When working with a single supply, it can be difficult to use jfets in
simple circuits as common source switches, because you have no voltage
available that is more negative than the rail you tie the source to.
They work well as amplifiers, though, if you add a resistor between
the source and negative rail, so that the channel current drops some
voltage across that resistor, raising the source voltage a bit
positive. Then the gate can be biased to the negative rail with a
high value resistor or other path (e.g. transformer winding connected
to the negative rail).

Just remember that the gate voltage must always be measured with
respect to the source voltage, regardless of how the fet is connected
to other things. There are smaller effects based on gate to drain
voltage, but the dominant control effect is gate to source voltage.
you know, i was going to offer a good example, but your explanation hit
rite on the money for the basic reader. i just wish others could reduce
them self's at times to help the newbie's. i try very hard to keep my
replies as simple as possible in this NG's, hence the name of the group :)

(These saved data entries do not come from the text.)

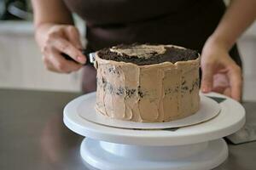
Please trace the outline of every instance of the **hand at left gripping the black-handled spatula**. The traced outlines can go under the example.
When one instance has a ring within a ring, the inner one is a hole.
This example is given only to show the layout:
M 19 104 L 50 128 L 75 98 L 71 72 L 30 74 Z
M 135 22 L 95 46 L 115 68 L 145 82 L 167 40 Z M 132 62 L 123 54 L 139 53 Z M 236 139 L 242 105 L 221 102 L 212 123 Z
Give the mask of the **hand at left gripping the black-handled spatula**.
M 79 31 L 72 25 L 44 24 L 36 29 L 36 39 L 43 53 L 44 65 L 49 71 L 70 73 L 78 71 L 86 62 Z M 65 59 L 62 54 L 73 60 Z

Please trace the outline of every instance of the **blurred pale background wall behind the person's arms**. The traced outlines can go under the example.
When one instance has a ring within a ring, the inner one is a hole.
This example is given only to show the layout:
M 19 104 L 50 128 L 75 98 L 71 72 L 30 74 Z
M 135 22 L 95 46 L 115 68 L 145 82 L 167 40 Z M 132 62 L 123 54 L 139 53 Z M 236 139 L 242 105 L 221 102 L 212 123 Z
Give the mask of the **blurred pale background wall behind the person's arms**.
M 64 75 L 44 68 L 27 2 L 0 0 L 0 88 L 79 91 L 81 71 Z M 83 34 L 83 22 L 74 18 Z M 256 23 L 240 37 L 238 45 L 244 64 L 244 99 L 256 99 Z

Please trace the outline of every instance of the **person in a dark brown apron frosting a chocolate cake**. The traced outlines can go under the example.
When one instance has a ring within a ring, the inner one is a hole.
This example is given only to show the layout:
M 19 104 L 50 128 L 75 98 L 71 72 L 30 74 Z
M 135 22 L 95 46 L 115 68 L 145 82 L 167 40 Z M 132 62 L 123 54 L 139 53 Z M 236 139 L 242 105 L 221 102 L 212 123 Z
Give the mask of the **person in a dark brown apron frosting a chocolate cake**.
M 32 0 L 36 39 L 50 71 L 69 73 L 85 57 L 72 12 L 86 21 L 88 52 L 119 43 L 176 44 L 201 52 L 201 90 L 241 99 L 241 59 L 236 39 L 255 20 L 253 0 Z M 68 54 L 78 63 L 64 59 Z M 96 71 L 84 66 L 84 92 L 96 90 Z

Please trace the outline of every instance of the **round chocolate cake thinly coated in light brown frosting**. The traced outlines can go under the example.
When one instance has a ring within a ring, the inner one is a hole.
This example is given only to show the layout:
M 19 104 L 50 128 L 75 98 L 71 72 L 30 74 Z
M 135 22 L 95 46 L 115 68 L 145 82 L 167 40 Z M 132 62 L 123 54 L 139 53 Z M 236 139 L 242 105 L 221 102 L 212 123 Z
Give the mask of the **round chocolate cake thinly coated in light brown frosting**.
M 173 45 L 131 44 L 96 53 L 96 110 L 114 119 L 169 122 L 199 109 L 199 54 Z

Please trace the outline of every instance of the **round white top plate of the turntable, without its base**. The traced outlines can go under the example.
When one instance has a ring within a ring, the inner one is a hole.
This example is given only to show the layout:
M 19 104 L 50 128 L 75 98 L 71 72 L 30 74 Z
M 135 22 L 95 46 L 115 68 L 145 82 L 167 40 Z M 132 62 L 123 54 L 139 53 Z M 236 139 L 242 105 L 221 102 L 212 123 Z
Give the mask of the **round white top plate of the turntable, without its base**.
M 221 94 L 207 94 L 226 98 L 219 106 L 221 111 L 218 116 L 207 122 L 201 122 L 187 127 L 158 130 L 139 130 L 120 127 L 109 127 L 86 120 L 79 114 L 79 107 L 86 100 L 95 98 L 95 93 L 85 94 L 73 99 L 64 109 L 64 122 L 71 130 L 90 139 L 98 139 L 121 144 L 143 145 L 181 145 L 195 144 L 213 139 L 219 139 L 230 133 L 236 132 L 245 123 L 245 110 L 235 100 Z M 203 94 L 201 94 L 203 95 Z M 91 98 L 90 98 L 91 97 Z M 87 102 L 88 103 L 88 102 Z M 91 103 L 94 105 L 94 103 Z M 92 111 L 88 107 L 88 112 Z

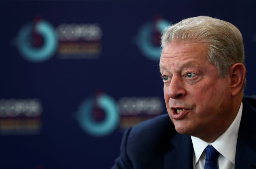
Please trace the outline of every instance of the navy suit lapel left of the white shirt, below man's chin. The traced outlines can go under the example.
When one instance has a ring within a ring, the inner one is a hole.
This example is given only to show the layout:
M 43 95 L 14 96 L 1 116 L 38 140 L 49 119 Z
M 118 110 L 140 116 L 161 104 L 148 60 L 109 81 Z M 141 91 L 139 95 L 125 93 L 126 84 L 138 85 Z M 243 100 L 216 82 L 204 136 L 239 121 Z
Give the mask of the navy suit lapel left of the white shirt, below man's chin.
M 164 169 L 193 168 L 193 144 L 188 135 L 176 134 L 171 140 L 169 151 L 164 155 Z

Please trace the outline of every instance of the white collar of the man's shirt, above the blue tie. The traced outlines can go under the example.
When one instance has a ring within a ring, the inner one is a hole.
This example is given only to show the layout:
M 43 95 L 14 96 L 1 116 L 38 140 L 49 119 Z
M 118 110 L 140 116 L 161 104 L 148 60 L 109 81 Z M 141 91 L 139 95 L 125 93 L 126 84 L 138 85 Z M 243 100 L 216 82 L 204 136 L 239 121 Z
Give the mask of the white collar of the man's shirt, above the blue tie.
M 194 164 L 198 162 L 204 149 L 209 144 L 211 144 L 217 151 L 220 152 L 221 155 L 227 158 L 230 162 L 235 164 L 236 141 L 237 141 L 238 130 L 239 130 L 240 121 L 242 117 L 242 110 L 243 110 L 243 102 L 241 103 L 241 106 L 238 110 L 235 120 L 228 127 L 228 129 L 220 137 L 218 137 L 213 143 L 207 143 L 198 137 L 191 136 L 194 153 L 195 153 L 195 158 L 193 159 Z

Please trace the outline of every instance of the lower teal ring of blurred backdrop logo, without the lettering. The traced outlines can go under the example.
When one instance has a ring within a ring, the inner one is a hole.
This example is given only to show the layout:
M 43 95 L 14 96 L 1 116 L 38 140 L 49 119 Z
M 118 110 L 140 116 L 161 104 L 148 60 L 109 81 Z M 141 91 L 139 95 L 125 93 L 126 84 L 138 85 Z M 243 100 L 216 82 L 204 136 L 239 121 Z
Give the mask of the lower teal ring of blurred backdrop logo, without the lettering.
M 101 121 L 96 121 L 93 117 L 95 104 L 105 113 L 105 117 Z M 118 125 L 118 109 L 115 100 L 106 94 L 101 94 L 96 99 L 89 97 L 80 105 L 76 120 L 81 128 L 92 136 L 106 136 Z

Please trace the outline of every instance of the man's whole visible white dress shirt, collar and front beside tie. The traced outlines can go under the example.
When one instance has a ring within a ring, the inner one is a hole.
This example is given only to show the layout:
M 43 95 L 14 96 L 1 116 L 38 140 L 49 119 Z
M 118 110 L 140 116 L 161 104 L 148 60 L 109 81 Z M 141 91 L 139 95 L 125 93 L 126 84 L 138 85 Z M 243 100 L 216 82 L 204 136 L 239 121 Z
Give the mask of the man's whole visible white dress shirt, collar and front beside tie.
M 194 169 L 204 169 L 205 151 L 208 145 L 212 145 L 220 155 L 217 159 L 219 169 L 234 169 L 236 158 L 236 141 L 238 130 L 240 126 L 241 116 L 243 110 L 243 103 L 238 110 L 235 120 L 229 128 L 213 143 L 207 143 L 198 137 L 191 136 L 194 153 L 193 153 L 193 166 Z

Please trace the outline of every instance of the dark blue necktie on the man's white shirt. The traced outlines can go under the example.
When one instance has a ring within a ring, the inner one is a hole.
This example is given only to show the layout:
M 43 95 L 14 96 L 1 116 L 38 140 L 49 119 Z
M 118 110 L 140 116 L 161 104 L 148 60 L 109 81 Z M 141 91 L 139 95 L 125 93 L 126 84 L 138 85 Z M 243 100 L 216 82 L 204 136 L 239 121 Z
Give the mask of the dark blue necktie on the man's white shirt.
M 204 169 L 218 169 L 217 158 L 219 152 L 212 146 L 208 145 L 205 149 L 206 158 L 204 163 Z

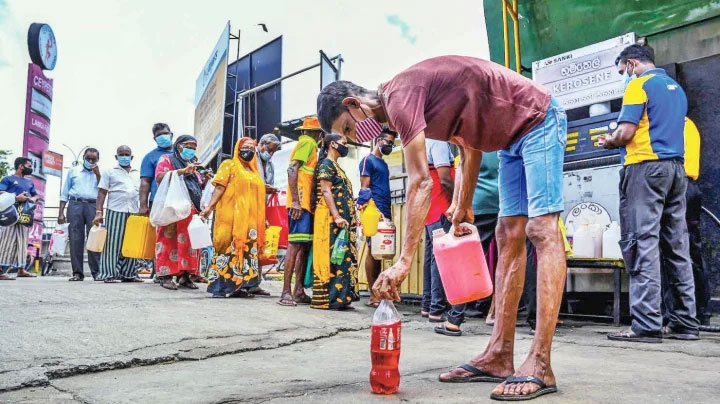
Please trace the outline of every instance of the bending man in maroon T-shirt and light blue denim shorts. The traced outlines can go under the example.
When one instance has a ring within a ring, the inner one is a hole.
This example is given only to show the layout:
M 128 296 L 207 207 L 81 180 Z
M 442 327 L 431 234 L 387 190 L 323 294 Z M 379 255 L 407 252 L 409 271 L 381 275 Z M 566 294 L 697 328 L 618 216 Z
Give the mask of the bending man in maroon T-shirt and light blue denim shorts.
M 484 353 L 441 381 L 500 382 L 492 398 L 532 399 L 557 391 L 550 350 L 560 310 L 566 265 L 558 219 L 563 210 L 562 163 L 567 117 L 547 89 L 496 63 L 440 56 L 399 73 L 377 89 L 336 81 L 322 89 L 318 118 L 326 132 L 352 141 L 377 137 L 382 124 L 403 143 L 408 173 L 408 220 L 401 256 L 373 286 L 382 299 L 399 299 L 410 273 L 429 208 L 432 180 L 425 140 L 460 148 L 452 222 L 472 222 L 472 196 L 483 151 L 500 151 L 500 260 L 496 321 Z M 513 364 L 515 321 L 522 295 L 525 239 L 538 253 L 538 324 L 523 364 Z

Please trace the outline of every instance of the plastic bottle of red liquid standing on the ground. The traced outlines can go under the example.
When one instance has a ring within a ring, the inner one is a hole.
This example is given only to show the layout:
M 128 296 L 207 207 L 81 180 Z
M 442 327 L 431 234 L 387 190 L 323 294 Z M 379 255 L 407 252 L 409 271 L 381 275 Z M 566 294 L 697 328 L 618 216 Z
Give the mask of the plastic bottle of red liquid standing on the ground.
M 375 394 L 394 394 L 400 387 L 400 314 L 390 300 L 380 302 L 372 323 L 370 387 Z

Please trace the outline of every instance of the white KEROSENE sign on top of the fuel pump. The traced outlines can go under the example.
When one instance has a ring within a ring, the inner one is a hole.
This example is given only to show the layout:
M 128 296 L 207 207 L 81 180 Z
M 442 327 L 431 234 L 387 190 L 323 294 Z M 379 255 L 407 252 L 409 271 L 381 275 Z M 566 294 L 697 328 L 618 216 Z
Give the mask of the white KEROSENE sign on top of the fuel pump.
M 533 62 L 533 80 L 566 109 L 620 98 L 625 91 L 615 59 L 635 43 L 635 33 Z

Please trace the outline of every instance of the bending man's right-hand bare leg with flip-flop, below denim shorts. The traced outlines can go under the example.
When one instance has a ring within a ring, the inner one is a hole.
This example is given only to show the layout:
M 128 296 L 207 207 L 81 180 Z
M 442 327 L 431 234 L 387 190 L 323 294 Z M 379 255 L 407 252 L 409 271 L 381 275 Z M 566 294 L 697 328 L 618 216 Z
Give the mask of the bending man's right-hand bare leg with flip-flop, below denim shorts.
M 555 386 L 555 375 L 550 366 L 550 348 L 567 273 L 558 216 L 559 213 L 553 213 L 532 218 L 527 225 L 528 237 L 538 256 L 537 328 L 528 357 L 514 373 L 515 376 L 535 376 L 547 386 Z M 493 390 L 493 394 L 527 395 L 538 389 L 539 386 L 534 383 L 507 386 L 503 383 Z

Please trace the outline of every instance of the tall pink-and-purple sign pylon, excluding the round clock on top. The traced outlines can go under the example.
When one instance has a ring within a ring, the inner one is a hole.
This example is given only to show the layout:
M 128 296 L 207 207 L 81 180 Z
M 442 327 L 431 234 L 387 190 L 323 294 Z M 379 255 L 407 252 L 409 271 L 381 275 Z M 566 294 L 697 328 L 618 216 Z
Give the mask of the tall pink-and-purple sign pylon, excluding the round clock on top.
M 45 177 L 42 174 L 42 156 L 50 141 L 50 111 L 53 96 L 53 80 L 43 74 L 40 66 L 28 64 L 28 82 L 25 99 L 25 131 L 23 156 L 33 160 L 31 177 L 40 197 L 35 208 L 35 224 L 30 232 L 30 244 L 42 242 L 42 224 L 45 208 Z M 36 166 L 39 165 L 38 167 Z M 34 248 L 30 250 L 34 254 Z

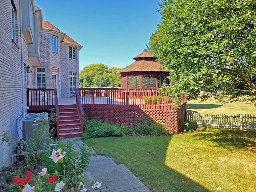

i remember years ago (aprox 28 ago now :)) trying to get a simple
description of a JFET & MoSFET biasing theories. what i got mostly was
those trying to throw their college education at me for which a good
sum of them really didn't understand, all they knew was, that was the
way it was.! :)
even the instructors in our electronics shop wasn't exactly 100%
sure of them self's in that area. they admitted it.
simply put, experience is a very good teacher.